SIGSEGV Posted November 22, 2020 Posted November 22, 2020 @jbergler 5.8.x & 5.9.x are working here as well, but I'm not using ZFS, just plain vanilla mdadm RAID and LVM2 formatted as XFS. If you have an extra set of HDDs could you try building a new data pool with mdamd or LVM2 to test your setup? Since you're getting memory related errors, is there a way for you to run a memory test on your board? Have you checked if the heatsink is seated properly over the components of the board?
barnumbirr Posted November 23, 2020 Posted November 23, 2020 5.8.x had been running fine on my device for about 9 and a half days then randomly crashed. No logs seem to have survived the crash so this is going to be nearly impossible to debug.

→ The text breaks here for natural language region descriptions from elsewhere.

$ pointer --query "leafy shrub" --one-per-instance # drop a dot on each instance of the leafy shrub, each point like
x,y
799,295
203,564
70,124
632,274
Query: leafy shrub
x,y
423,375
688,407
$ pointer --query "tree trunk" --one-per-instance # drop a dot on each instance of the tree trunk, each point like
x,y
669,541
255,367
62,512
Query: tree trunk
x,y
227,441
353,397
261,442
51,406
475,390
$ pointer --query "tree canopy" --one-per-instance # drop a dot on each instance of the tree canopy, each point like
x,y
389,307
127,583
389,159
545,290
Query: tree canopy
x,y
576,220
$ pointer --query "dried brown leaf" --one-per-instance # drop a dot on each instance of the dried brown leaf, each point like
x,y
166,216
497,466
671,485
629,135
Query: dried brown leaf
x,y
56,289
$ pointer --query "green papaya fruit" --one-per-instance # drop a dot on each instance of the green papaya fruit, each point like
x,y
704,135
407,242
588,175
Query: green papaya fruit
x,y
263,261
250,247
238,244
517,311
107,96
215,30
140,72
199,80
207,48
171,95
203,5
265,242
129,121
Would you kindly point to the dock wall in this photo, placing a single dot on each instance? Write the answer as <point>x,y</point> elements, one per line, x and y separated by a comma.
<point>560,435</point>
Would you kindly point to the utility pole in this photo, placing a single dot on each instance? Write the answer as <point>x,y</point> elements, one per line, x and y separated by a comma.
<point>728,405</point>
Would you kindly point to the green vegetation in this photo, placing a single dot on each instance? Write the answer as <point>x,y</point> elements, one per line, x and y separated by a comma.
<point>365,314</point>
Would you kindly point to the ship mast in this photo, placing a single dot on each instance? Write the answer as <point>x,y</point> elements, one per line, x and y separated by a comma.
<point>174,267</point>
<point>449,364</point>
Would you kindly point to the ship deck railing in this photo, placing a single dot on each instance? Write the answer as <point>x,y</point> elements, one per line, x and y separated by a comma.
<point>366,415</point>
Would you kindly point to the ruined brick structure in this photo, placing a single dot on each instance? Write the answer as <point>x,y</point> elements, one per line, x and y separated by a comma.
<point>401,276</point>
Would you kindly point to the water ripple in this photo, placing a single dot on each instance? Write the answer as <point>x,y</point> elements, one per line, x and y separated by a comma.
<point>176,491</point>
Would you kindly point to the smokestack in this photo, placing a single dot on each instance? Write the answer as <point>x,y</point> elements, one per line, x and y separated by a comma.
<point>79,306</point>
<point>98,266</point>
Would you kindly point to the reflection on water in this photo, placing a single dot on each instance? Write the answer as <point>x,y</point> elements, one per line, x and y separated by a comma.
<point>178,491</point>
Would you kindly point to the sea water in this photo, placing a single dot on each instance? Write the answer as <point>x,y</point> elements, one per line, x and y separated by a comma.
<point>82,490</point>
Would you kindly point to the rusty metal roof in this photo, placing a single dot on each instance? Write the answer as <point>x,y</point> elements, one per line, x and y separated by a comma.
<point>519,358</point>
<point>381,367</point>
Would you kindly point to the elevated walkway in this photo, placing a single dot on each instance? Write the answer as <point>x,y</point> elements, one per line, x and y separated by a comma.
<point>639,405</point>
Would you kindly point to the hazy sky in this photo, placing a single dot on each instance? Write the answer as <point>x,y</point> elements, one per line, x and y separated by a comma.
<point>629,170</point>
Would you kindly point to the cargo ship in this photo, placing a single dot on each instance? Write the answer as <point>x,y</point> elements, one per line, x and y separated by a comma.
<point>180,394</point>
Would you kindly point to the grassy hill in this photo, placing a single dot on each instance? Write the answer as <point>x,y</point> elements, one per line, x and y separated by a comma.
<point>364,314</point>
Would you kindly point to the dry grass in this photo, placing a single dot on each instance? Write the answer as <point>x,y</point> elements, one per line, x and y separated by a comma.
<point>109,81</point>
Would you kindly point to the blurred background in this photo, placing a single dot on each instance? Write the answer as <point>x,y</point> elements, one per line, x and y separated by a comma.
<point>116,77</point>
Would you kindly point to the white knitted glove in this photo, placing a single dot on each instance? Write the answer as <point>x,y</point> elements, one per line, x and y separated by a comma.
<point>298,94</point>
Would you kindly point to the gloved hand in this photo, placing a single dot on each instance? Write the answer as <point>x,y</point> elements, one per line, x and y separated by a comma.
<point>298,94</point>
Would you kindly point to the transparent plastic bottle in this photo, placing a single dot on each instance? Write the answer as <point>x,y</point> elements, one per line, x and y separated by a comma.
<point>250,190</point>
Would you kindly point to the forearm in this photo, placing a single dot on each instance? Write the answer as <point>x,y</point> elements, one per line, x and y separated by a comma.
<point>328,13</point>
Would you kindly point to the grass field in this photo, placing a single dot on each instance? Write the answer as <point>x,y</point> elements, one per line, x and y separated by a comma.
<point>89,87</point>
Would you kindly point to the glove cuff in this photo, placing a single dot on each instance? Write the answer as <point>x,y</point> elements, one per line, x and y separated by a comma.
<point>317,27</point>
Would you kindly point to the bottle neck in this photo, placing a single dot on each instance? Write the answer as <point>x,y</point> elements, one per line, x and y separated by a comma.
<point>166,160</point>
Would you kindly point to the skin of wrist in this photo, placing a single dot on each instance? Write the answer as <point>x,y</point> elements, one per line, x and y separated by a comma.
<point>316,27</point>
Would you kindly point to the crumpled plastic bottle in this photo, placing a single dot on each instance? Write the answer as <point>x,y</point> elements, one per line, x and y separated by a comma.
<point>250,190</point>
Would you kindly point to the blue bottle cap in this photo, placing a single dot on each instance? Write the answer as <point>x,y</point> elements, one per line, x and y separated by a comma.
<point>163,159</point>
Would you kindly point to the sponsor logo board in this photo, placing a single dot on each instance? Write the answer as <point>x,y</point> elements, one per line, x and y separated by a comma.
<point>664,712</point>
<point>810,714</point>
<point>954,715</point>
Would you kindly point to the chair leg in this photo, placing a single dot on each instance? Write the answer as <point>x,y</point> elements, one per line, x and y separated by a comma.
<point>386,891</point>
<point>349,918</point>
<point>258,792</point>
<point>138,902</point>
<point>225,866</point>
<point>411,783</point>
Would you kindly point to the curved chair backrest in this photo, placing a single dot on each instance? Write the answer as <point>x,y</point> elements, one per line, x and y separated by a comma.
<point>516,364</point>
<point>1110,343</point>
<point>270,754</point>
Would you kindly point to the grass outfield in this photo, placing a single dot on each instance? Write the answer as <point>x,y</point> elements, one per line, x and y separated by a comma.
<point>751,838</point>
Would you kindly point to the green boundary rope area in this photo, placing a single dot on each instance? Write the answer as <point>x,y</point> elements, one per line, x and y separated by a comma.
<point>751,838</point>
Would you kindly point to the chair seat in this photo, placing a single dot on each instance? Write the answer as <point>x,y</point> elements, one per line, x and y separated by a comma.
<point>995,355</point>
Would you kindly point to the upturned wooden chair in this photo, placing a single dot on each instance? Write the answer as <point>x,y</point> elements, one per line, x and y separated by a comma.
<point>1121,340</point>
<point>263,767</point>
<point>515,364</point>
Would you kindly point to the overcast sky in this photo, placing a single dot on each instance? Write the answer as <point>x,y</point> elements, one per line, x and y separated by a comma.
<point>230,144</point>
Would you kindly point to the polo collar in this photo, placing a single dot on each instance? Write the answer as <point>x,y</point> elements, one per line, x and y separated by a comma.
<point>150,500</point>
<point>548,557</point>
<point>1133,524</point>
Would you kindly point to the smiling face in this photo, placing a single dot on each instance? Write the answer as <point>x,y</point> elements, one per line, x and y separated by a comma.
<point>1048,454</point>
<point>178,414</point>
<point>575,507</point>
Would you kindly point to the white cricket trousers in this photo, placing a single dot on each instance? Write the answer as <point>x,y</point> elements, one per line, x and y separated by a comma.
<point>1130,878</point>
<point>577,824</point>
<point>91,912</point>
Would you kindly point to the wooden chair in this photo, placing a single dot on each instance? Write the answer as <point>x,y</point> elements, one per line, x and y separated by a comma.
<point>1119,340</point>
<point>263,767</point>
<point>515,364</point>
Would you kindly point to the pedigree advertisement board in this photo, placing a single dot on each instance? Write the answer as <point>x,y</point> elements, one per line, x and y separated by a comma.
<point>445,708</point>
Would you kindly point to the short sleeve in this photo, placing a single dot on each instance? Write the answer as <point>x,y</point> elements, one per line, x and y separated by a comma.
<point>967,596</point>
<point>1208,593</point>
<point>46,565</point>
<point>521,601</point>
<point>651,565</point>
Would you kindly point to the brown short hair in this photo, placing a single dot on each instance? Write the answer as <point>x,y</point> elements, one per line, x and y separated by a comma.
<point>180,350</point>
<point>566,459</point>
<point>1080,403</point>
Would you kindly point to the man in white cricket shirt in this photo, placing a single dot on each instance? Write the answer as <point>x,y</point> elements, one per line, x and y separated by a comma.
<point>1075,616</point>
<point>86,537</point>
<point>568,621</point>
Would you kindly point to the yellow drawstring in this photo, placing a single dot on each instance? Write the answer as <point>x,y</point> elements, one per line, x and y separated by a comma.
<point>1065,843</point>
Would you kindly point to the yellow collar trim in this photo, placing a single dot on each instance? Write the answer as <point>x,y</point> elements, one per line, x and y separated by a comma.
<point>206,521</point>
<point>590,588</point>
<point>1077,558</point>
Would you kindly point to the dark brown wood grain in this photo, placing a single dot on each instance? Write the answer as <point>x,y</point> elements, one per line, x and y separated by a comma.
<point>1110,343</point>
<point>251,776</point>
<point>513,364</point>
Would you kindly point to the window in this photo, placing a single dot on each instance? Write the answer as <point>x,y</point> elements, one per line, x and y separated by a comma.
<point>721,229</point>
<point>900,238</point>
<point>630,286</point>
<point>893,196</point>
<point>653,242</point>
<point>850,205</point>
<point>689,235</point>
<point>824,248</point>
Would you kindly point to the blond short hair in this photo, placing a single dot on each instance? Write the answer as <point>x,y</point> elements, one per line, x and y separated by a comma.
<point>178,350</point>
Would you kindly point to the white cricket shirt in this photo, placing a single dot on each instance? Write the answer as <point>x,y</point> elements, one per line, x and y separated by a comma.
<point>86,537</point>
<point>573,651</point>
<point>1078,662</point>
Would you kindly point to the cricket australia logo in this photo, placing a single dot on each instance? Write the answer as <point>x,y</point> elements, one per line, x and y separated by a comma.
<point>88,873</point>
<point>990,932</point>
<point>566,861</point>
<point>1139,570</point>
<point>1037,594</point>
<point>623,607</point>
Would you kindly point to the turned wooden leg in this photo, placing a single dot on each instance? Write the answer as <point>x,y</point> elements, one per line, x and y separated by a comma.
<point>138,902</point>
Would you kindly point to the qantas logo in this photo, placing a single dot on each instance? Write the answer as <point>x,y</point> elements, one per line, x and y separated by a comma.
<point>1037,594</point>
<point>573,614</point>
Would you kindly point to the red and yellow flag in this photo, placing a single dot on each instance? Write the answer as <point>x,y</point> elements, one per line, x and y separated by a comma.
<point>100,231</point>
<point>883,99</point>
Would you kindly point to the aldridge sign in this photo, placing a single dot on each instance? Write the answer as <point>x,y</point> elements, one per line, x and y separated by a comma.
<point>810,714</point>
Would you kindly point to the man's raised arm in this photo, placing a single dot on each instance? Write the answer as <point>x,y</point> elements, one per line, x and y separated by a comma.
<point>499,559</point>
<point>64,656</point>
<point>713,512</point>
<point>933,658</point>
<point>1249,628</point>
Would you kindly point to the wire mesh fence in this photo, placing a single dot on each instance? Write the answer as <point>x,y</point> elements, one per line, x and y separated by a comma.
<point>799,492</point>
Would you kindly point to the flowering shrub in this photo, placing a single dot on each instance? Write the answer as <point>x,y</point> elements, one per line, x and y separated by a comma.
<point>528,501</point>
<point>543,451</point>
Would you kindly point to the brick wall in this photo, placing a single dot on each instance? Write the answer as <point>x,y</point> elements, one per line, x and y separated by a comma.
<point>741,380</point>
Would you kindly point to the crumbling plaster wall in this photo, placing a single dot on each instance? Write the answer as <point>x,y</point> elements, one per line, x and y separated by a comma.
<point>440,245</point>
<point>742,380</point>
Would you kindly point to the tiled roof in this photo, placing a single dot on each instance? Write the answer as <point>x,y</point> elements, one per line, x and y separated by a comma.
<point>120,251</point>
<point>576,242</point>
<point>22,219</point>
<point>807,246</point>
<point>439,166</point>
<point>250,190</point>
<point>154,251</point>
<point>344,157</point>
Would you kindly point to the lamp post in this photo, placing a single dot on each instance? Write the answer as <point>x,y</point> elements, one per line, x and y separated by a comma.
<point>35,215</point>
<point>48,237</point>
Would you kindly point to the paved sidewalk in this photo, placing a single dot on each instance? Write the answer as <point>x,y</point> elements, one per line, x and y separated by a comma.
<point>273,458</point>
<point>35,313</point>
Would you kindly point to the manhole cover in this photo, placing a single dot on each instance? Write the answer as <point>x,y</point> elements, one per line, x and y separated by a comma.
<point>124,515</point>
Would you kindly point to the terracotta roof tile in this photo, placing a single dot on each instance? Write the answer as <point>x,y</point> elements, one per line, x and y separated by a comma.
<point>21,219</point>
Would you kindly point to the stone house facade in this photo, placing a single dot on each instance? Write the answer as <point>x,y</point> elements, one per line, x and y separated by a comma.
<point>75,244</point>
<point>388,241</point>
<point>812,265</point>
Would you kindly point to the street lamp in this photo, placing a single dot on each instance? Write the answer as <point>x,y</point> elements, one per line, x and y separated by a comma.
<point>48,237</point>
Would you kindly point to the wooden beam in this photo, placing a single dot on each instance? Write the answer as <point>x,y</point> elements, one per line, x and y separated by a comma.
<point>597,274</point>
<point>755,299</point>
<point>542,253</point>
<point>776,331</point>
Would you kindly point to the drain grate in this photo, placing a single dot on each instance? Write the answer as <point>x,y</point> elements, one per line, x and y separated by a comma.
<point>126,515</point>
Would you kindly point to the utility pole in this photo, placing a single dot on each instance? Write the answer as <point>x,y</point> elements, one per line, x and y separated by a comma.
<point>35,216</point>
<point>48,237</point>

akschu Posted November 23, 2020 Posted November 23, 2020 Did more testing over the weekend on 5.9.9. I was able to benchmark with FIO on top of a ZFS dataset for hours with the load average hitting 10+ while scrubing the datastore. No issues. Right nowt he uptime is 3 days. I'm actually a little surprised at the performance. It's very decent for what it is. I wonder if the fact that I'm running ZFS and 5.9.9 while others are using mdadm and 5.8 is the difference. I'm not really planning on going backwards on either. If 5.9.9 works then no need to build another kernel, and you would have to pry ZFS out of my cold dead hands. I've spend enough of my life layering encryption/compression on top of partitions on top of volume management on top of partitions on top of disks. ZFS is just better, and having performance penalty free snapshops that I can replicate to other hosts over SSH is the icing on the cake. 2
TRS-80 Posted November 23, 2020 Posted November 23, 2020 3 hours ago, akschu said: I'm not really planning on going backwards on either. If 5.9.9 works then no need to build another kernel, and you would have to pry ZFS out of my cold dead hands. I've spend enough of my life layering encryption/compression on top of partitions on top of volume management on top of partitions on top of disks. ZFS is just better, and having performance penalty free snapshops that I can replicate to other hosts over SSH is the icing on the cake. Amen! I have been following this forum with great interest and suspect it's only a matter of time until I buy one of these devices (or maybe wait for ECC one). Thanks to everyone testing and contributing feedback toward getting these devices stable, I for one certainly appreciate it (I am sure others do/will as well).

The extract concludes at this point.